Coupling MALS with an in-line concentration detector following a sample separation means like SEC permits the calculation of the molar mass of the eluting sample in addition to its root-mean-square radius. The figure below represents a chromatographic separation of BSA aggregates. The 90° light scattering signal from a MALS detector and the molar mass values for each elution slice are shown.

====Molecular interactions====
As MALS can provide molar mass and size of molecules, it permits study into protein-protein binding, oligomerization and the kinetics of self-assembly, association and dissociation. By comparing the molar mass of a sample to its concentration, one can determine the binding affinity and stoichiometry of interacting molecules.

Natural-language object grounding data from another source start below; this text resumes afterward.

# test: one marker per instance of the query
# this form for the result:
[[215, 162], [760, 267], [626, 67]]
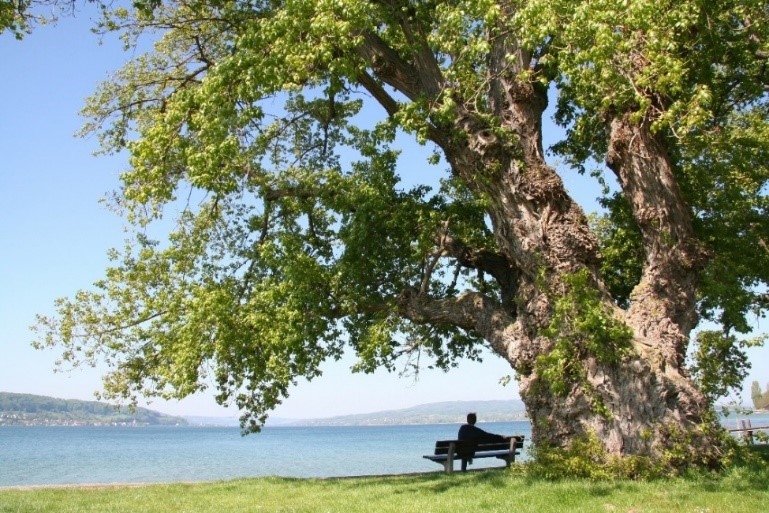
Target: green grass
[[738, 490]]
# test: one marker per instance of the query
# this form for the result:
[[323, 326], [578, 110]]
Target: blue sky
[[54, 237]]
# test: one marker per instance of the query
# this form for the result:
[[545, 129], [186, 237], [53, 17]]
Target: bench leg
[[449, 465]]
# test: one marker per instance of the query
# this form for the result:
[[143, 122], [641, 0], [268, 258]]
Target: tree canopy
[[267, 131]]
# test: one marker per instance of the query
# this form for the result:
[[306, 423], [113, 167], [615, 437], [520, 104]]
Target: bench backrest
[[470, 447]]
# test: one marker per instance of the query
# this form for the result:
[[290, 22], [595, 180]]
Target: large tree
[[268, 132]]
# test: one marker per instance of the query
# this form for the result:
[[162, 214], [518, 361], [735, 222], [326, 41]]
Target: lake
[[78, 455]]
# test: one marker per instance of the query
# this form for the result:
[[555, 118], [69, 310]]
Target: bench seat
[[446, 451]]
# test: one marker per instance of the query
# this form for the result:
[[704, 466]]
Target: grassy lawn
[[739, 491]]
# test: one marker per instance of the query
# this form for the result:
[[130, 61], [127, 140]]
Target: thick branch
[[490, 262], [470, 311]]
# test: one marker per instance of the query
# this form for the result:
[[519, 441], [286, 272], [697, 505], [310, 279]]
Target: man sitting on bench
[[472, 433]]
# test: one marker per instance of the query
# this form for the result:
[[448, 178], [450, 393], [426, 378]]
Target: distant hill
[[37, 410], [433, 413]]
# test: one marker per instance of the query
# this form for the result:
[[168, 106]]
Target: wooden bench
[[446, 451]]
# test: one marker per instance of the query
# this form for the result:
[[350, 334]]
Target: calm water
[[69, 455]]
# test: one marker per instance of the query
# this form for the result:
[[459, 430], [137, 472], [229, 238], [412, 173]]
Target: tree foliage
[[266, 135]]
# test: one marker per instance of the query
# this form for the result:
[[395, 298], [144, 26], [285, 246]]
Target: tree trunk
[[641, 404], [634, 402]]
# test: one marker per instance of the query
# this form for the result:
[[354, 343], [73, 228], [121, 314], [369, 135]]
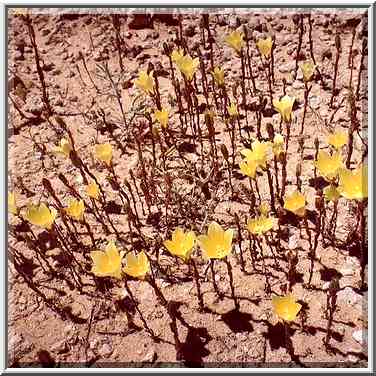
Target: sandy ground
[[51, 322]]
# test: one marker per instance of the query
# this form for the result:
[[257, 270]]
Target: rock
[[349, 296], [298, 85], [140, 21], [59, 347], [286, 68], [190, 31], [18, 347], [314, 102], [361, 336]]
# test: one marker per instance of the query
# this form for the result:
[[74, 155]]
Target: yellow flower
[[264, 208], [137, 266], [177, 55], [92, 190], [145, 82], [331, 193], [308, 69], [233, 109], [217, 243], [260, 225], [328, 165], [162, 117], [258, 154], [188, 66], [235, 40], [265, 46], [248, 168], [338, 139], [353, 184], [219, 76], [181, 244], [284, 107], [40, 215], [103, 152], [12, 205], [278, 144], [286, 307], [296, 203], [107, 263], [76, 209], [64, 148]]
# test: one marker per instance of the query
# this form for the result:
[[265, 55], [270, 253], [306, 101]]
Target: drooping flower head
[[219, 76], [92, 190], [145, 82], [337, 139], [265, 46], [162, 117], [260, 225], [107, 263], [233, 110], [40, 215], [217, 244], [286, 307], [181, 244], [63, 148]]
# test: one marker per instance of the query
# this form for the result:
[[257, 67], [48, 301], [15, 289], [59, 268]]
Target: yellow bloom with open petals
[[338, 139], [137, 266], [260, 225], [162, 117], [188, 66], [295, 203], [248, 168], [92, 190], [107, 263], [63, 148], [12, 205], [40, 215], [286, 307], [353, 184], [264, 208], [145, 82], [177, 54], [233, 109], [328, 165], [258, 154], [284, 107], [76, 209], [181, 244], [308, 69], [235, 40], [331, 193], [265, 46], [278, 144], [217, 244], [219, 76], [103, 152]]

====Branching and molecular conformation====
The branching ratio of a polymer relates to the number of branch units in a randomly branched polymer and the number of arms in star-branched polymers and was defined by Zimm and Stockmayer as

$g=\frac{R^2_b}{R^2_l}$

Where $R^2$ is the mean square radius of branched and linear macromolecules with identical molar masses. By utilizing MALS in conjunction with a concentration detector as described above, one create a log-log plot of the root-mean-square radius vs molar mass. The slope of this plot yields the branching ratio, g.

In addition to branching, the log-log plot of size vs. molar mass indicates the shape or conformation of a macromolecule. An increase in the slope of the plot indicates a variation in conformation of a polymer from spherical to random coil to linear. Combining the mean-square radius from MALS with the hydrodynamic radius $r_h$ attained from DLS measurements yields the shape factor ρ = $\frac{r_g}{r_h}$, for each macromolecular size fraction.

====Other applications====

Other MALS applications include nanoparticle sizing, protein aggregation studies, protein-protein interactions, electrophoretic mobility or zeta potential. MALS techniques have been adopted for the study of pharmaceutical drug stability, crystal nucleation and crystallization kinetics and use in nanomedicine.